Your Beautiful Lies by Louise Douglas

Your Beautiful Lies It’s 1984 and British families and communities are being torn apart by a miners’ strike. While miners clash with the police and tensions grow between the government and the mining unions, in the small Yorkshire town of Matlow Annie Howarth is facing trouble of a different kind. Her former boyfriend, Tom Greenaway, has just been released from prison after serving a ten-year sentence for manslaughter. Meeting Tom again after such a long separation, Annie finds that she still has feelings for him – and that she’s not at all convinced he was guilty of the crime of which he was accused.

A lot of things have changed during those years apart, though. Annie is now married to police chief William Howarth and they have a young daughter, Lizzie. Leaving William for Tom could mean losing Lizzie, as well as the expensive house and comfortable lifestyle William’s salary provides. When a woman is murdered on the moors near the Howarths’ home, suspicion falls on Tom again and this time Annie must try to separate the truth from the ‘beautiful lies’.

This is the third Louise Douglas novel I’ve read and while I didn’t love it as much as The Secrets Between Us or In Her Shadow, I still enjoyed it. The backdrop of the miners’ strike is not a setting that I’ve seen used in fiction very often and yet it was a hugely important time in British history from both a social and political perspective. By making Annie’s husband a policeman and her father a miner, the author shows how loyalties were divided not just within towns and villages but within families too.

The story also has a strong mystery element, with the police investigating the murder on the moors and the question of who Annie can and can’t trust, but this is where I thought the book was less successful in comparison with The Secrets Between Us and In Her Shadow. It’s a very atmospheric novel (the bleakness and claustrophobia of Annie’s life is perfectly portrayed) but I found it less suspenseful than the previous two books and had my suspicions as to the likely identity of the murderer long before the answer was revealed. The ending was not entirely surprising, but very abrupt and not entirely satisfying either!

I didn’t like Annie very much – it seemed to me that she was being unnecessarily reckless and irresponsible – but I did think Douglas did a good job of depicting the boredom and loneliness of her daily existence and the reasons why her marriage to William was not a happy one. Because we see everything through Annie’s eyes, however, we can never be sure that we’re getting a fair and balanced picture of either of the men in her life. I think the only characters I did actually like were Annie’s brother, Johnnie, who remains cheerful and optimistic despite having some terrible things happen to him over the course of the novel, and William’s mother, Ethel, struggling with dementia but still aware that something isn’t quite right in the Howarth household.

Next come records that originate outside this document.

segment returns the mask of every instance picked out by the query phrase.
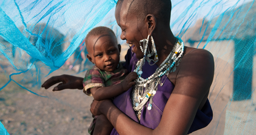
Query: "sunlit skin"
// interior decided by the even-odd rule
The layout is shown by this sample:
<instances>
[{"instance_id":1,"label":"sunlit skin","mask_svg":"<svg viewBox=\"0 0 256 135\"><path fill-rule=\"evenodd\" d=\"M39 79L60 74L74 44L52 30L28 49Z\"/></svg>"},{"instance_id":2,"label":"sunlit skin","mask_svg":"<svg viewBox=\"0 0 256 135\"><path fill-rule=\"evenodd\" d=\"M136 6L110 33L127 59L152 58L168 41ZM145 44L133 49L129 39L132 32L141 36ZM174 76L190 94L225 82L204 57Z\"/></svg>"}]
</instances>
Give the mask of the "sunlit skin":
<instances>
[{"instance_id":1,"label":"sunlit skin","mask_svg":"<svg viewBox=\"0 0 256 135\"><path fill-rule=\"evenodd\" d=\"M116 19L122 29L121 38L134 45L132 51L138 58L141 58L143 55L139 47L139 40L147 38L148 35L152 35L159 58L156 64L159 66L172 50L175 38L170 24L162 22L154 14L148 14L143 20L137 18L134 13L129 10L133 1L124 0L116 7ZM154 130L134 122L109 100L94 100L91 111L94 115L105 115L119 134L187 134L197 109L201 109L207 100L214 67L213 58L210 52L185 47L180 65L175 72L168 75L175 87L165 105L160 123ZM68 78L66 78L69 80L67 88L72 84ZM61 79L55 77L48 80L43 87L49 88L53 83L61 81L53 81L58 79ZM77 78L77 80L79 79Z\"/></svg>"}]
</instances>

I’ve been very impressed with all three of the Louise Douglas books that I’ve read, despite the few problems I had with this one. They are difficult to classify as belonging to a particular genre, being a mixture of crime, romance, suspense and domestic drama, but it’s a mixture that I love and that’s why I’m already looking forward to her next book, whatever that may be!

I received a copy of this book for review via NetGalley.

9 thoughts on “Your Beautiful Lies by Louise Douglas

  1. realthog says:

    Sounds as if I might find it interesting despite the reservations you mention; I may well give it a try.

    A mystery novel/psychological thriller that I enjoyed a great deal that’s centred on the miners’ strike is Val McDermid’s A Darker Domain (2008).

  2. Lark says:

    I’ll have to give this author a try, but I think I might start with The Secrets Between Us or In Her Shadows because it sounds like they were better books than this one.